Image processing related functions use a number of suffixes to indicate various different flavors of a primitive beyond just different data types. The flavor suffix uses the following abbreviations:
- "A" if the image is a 4 channel image this indicates the result alpha channel is not affected by the primitive.
- "Cn" the image consists of n channel packed pixels, where n can be 1, 2, 3 or 4.
- "Pn" the image consists of n separate image planes, where n can be 1, 2, 3 or 4.
- "C" (following the channel information) indicates that the primitive only operates on one of the color channels, the "channel-of-interest". All other output channels are not affected by the primitive.
- "I" indicates that the primitive works "in-place". In this case the image-data pointer is usually named "pSrcDst" to indicate that the image data serves as source and destination at the same time.
- "M" indicates "masked operation". These types of primitives have an additional "mask image" as as input. Each pixel in the destination image corresponds to a pixel in the mask image. Only pixels with a corresponding non-zero mask pixel are being processed.
- "R" indicates the primitive operates only on a rectangular "region-of-interest" or "ROI". All ROI primitives take an additional input parameter of type NppiSize, which specifies the width and height of the rectangular region that the primitive should process. For details on how primitives operate on ROIs see: Region-of-Interest (ROI).
- "Sfs" indicates the result values are processed by fixed scaling and saturation before they're written out.
The suffixes above always appear in alphabetical order. E.g. a 4 channel primitive not affecting the alpha channel with masked operation, in place and with scaling/saturation and ROI would have the postfix: "AC4IMRSfs".
Image data is passed to and from NPPI primitives via a pair of parameters:
- A pointer to the image's underlying data type.
- A line step in bytes (also sometimes called line stride).
The general idea behind this fairly low-level way of passing image data is ease-of-adoption into existing software projects:
- Passing a raw pointer to the underlying pixel data type, rather than structured (by color) channel pixel data allows usage of the function in a wide variety of situations avoiding risky type cast or expensive image data copies.

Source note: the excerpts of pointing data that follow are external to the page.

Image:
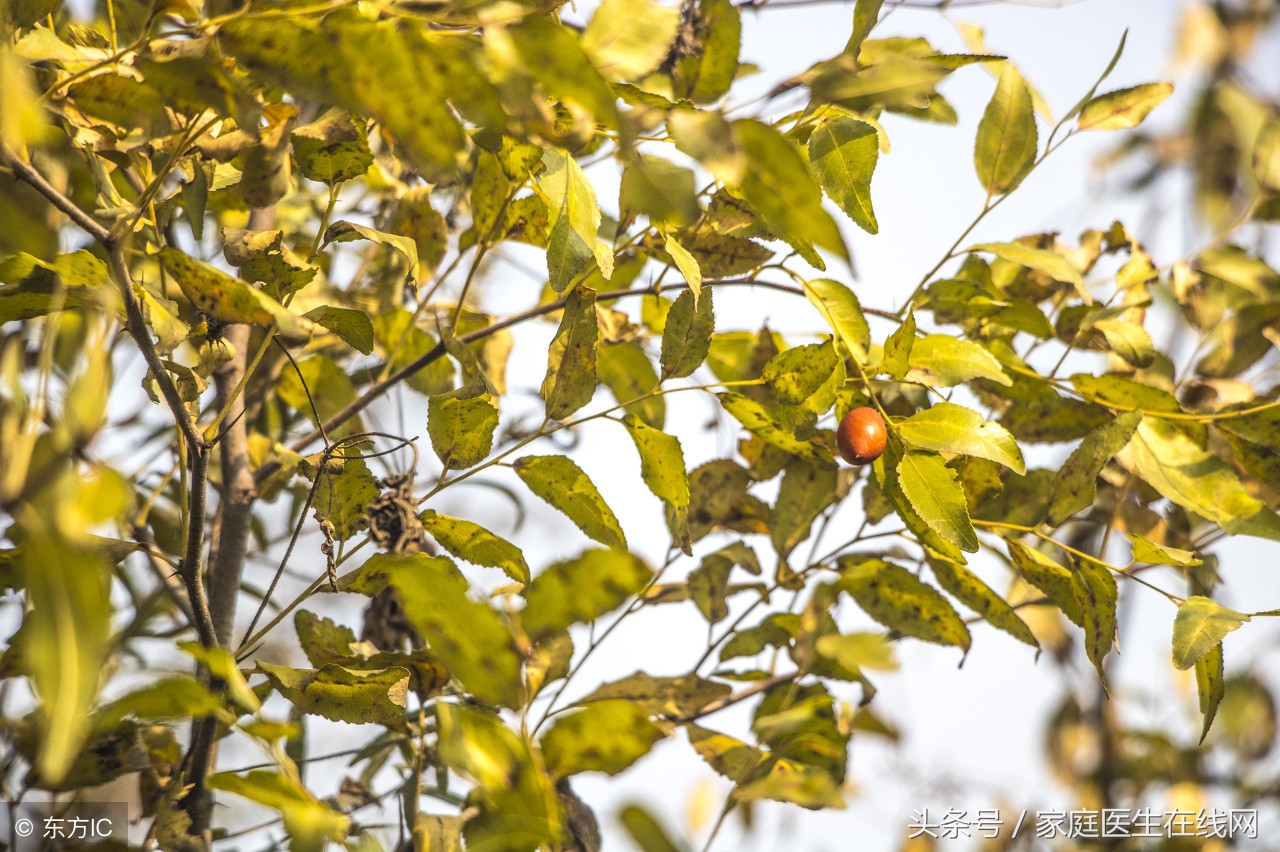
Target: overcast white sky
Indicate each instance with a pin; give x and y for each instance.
(973, 736)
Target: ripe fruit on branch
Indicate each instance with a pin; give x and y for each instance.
(860, 436)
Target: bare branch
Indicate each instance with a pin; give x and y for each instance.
(437, 352)
(27, 173)
(730, 700)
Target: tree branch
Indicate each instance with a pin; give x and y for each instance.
(137, 325)
(437, 352)
(141, 334)
(730, 700)
(27, 173)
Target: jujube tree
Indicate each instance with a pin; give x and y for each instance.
(288, 213)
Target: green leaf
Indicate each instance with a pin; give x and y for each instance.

- Passing the data pointer and line step individually rather than a higher- level image struct again allows for easy adoption by not requiring a specific image representation and thus avoiding awkward packing and unpacking of image data from the host application to an NPP specific image representation.
The line step (also called "line stride" or "row step") allows lines of oddly sized images to start on well-aligned addresses by adding a number of unused bytes at the ends of the lines. This type of line padding has been common practice in digital image processing for a long time and is not particular to GPU image processing.
The line step is the number of bytes in a line including the padding. An other way to interpret this number is to say that it is the number of bytes between the first pixel of successive rows in the image, or generally the number of bytes between two neighboring pixels in any column of pixels.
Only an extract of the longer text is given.